Ao meu redor, na comunidade artística, todos partilhamos os mesmos sentimentos de incerteza, de receio, face ao tom e ao discurso que surgiram. As mulheres, particularmente, o assunto dessa canção, são as mais afetadas pela chegada de Trump. Eu escrevi essa música antes do início das grandes marchas, que pareciam inevitáveis. Esta retórica de ódio não é digna de um chefe de Estado. O dia após a eleição foi um dos dias mais difíceis de minha vida. Eu ainda falo sobre isso com os outros em estúdio. Durante meses nós não falamos de nada que não fosse isso, do que iria acontecer conosco, com profundidade. Nós líamos tudo, eu queria estar informada e ver se poderia fazer algo a respeito. Infelizmente, não tinha nada além de minha convicção a oferecer.

Você tweetou receitas de feitiçaria para se livrar de Trump…
Foi uma brincadeira. Eu tinha lido que as bruxas do mundo inteiro tentariam se unir em datas e horários específicos para lançar um feitiço contra Trump, eu apenas entrei em sintonia. Mas o que é verdade é que meus novos vídeos contêm referências à magia, às ciências ocultas. Com seu lado mais lúdico, menos sombrio. Conheço pessoas que podem conversar com o além. Minha música está relacionada a fantasmas. Mas não eu.

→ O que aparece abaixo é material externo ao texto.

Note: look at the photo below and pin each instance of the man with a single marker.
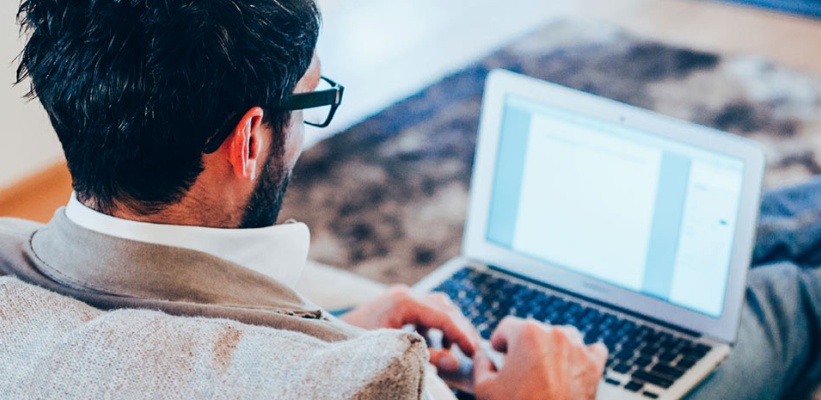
(181, 122)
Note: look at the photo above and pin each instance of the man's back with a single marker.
(54, 346)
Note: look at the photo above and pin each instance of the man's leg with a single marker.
(777, 353)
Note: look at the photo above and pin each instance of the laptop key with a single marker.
(622, 368)
(685, 364)
(634, 386)
(651, 378)
(667, 370)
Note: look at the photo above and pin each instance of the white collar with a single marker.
(278, 251)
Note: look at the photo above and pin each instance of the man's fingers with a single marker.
(444, 360)
(453, 327)
(483, 369)
(599, 352)
(505, 331)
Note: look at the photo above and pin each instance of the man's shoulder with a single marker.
(14, 234)
(145, 353)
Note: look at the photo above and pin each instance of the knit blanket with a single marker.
(387, 198)
(53, 347)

Você voltou recentemente aos palcos no festival South by Southwest. Você precisou de algo depois de dois anos no estúdio?
Eu toquei por uma hora, me senti bem. Eu me sinto muito mais confortável em um pequeno bar no Texas, como foi naquele dia, que num palco de um estádio. Foi a melhor maneira de botar a mão na massa de novo, de sair à força do estúdio. Pela primeira vez em anos eu toquei violão em Yayo. Foi uma de minhas primeiras canções, composta no violão antes mesmo que eu me tornasse Lana Del Rey (ela a lançou, sem sucesso, sob o nome Lizzy Grant em 2008 – nota do redator). É uma faixa super carregada emocionalmente para mim, me traz de volta esse período, me reenvia o que eu imaginava, o que eu sentia na época. Eu tinha 20 anos, era um período genial de minha vida, descobri pessoas, o amor, Nova Iorque… Ao mesmo tempo, estudei filosofia na universidade mas na minha cabeça já estava definido: eu seria uma cantora. Religiosamente seguindo os conselhos do livro Pense e Enriqueça de Napoleon Hill, eu abri mão de todas as outras oportunidades que tive para me envolver na música. Assim, estudando filosofia, não me ofereci muitas possibilidades de carreira (sorriso)… Mas isso permitiu que eu me fizesse muitas perguntas, para as quais não encontrei nenhuma resposta. No entanto, conheci pessoas que se faziam boas perguntas, com quem eu estava na mesma sintonia. O filósofo Josiah Royce falava de comunidades espirituais, de sua importância fundamental para seu desenvolvimento. Estes são os fãs de música que me acolheram nos cafés de Nova Iorque.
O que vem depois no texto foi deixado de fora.